Earlier this month more than 100 representatives of the world’s timber trade organisations concluded that buying wood had to be easier. The difficulties in doing so and the solutions to overcome them were the focus of “Solving buyers’ needs in a tough global market”, the second International Timber Trade Federation Day held in Geneva on October 8-9 and organised by The Forest Trust (TFT), formerly the Tropical Forest Trust, and sponsored by the Department for International Development.

Opening the conference, TFT chief executive Scott Poynton detailed the various considerations for wood buyers, from price, quality and service to design. Getting these right meant profits for the buyer but the large downside risks made buyers inherently conservative, he said. Overlay this with complex rules on certification and reputational exposure and the buyer stayed with what they knew – and this did not help getting more certified or verified legal product into the market place.

The response, continued Mr Poynton, had been voluntary, through schemes like the Timber Trade Action Plan and various responsible purchasing policies, but these had not been enough and various legal responses were now in place or on the horizon, such as the US Lacey Act and the EU’s due diligence proposal. But, he said, a tension remained as many buyers simply weren’t paying attention and, as a result, many producers did not receive the demand or price they needed.

Chatham House illegal logging expert Duncan Brack developed these themes explaining the latest state of play on the EU’s proposal for a regulation on due diligence. US hardwood exporter Jamey French, of Northland Forest Products, then explained how the US Lacey Act was beginning to bite in the States.

European Timber Trade Federation secretary-general André de Boer revealed just how difficult the economic situation continued to be in Europe but demonstrated that, nevertheless, the drivers for certified and legally verified wood were resulting in increasing amounts of certified and verified wood in the market place.

The presentations from producer countries explained further the particular difficulties of various areas of the tropics.
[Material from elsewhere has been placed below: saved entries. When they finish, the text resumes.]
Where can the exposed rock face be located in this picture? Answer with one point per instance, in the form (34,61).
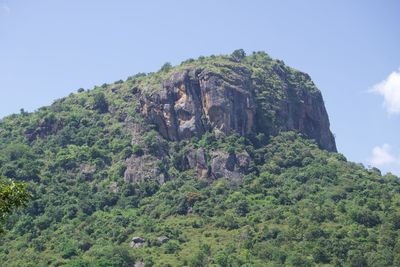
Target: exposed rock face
(137,242)
(230,166)
(193,101)
(140,169)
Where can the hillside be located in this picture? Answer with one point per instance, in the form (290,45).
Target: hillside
(219,161)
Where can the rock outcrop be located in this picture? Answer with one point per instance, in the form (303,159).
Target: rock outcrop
(195,100)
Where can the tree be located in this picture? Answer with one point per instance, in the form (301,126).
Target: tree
(166,67)
(100,102)
(12,195)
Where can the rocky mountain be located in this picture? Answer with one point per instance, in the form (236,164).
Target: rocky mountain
(231,96)
(221,161)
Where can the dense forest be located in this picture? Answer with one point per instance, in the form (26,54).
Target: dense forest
(109,187)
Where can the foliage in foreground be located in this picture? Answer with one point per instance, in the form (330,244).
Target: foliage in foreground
(297,206)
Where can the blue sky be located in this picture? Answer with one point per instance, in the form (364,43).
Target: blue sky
(351,49)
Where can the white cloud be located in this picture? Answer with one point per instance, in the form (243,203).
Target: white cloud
(382,155)
(390,90)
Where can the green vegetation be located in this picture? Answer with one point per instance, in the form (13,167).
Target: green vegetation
(297,205)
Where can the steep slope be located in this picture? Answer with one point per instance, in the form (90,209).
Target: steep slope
(220,161)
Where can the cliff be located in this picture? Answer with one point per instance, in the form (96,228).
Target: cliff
(247,97)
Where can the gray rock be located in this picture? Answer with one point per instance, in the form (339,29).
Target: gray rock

Marco Tutti, from ABIMCI in Brazil, pointed out the steps private and public sectors were taking to stop illegal logging in the absence of demand and high domestic wood consumption, adding that the increasing complexity of laws and certification rules was shifting demand to competing building products.

In Indonesia, as TFT’s Dan Lewis explained, there was a complex supply chain, with many smaller companies reliant on getting the price, quality and service right. These, he said, were the critical issues for business, rather than environmental concerns. Overlaying documentary systems on these supply chains was near impossible, he added, as the constraints of short-term logging concessions, geography, forest quality, factory capacity, price and demand mitigated against their introduction. Supply chains had to get simpler, he concluded.

In powerful presentations from Lucas van der Walt of DLH and Wayne Woof of Sabah Forest Industries, delegates heard how two leading companies had overcome these difficulties to introduce certification in Democratic Republic of Congo and Sabah, Malaysia. Mr der Walt made a passionate plea for the good news story the industry could tell to actually be told.

In summary, there was an encouraging global consensus on the problems in getting more certified product in the supply chain and the growing collective response. After all the discussion about describing, marketing and persuading customers to buy certified legal and sustainable product, the key message for me was to make it as easy as possible for them to do so.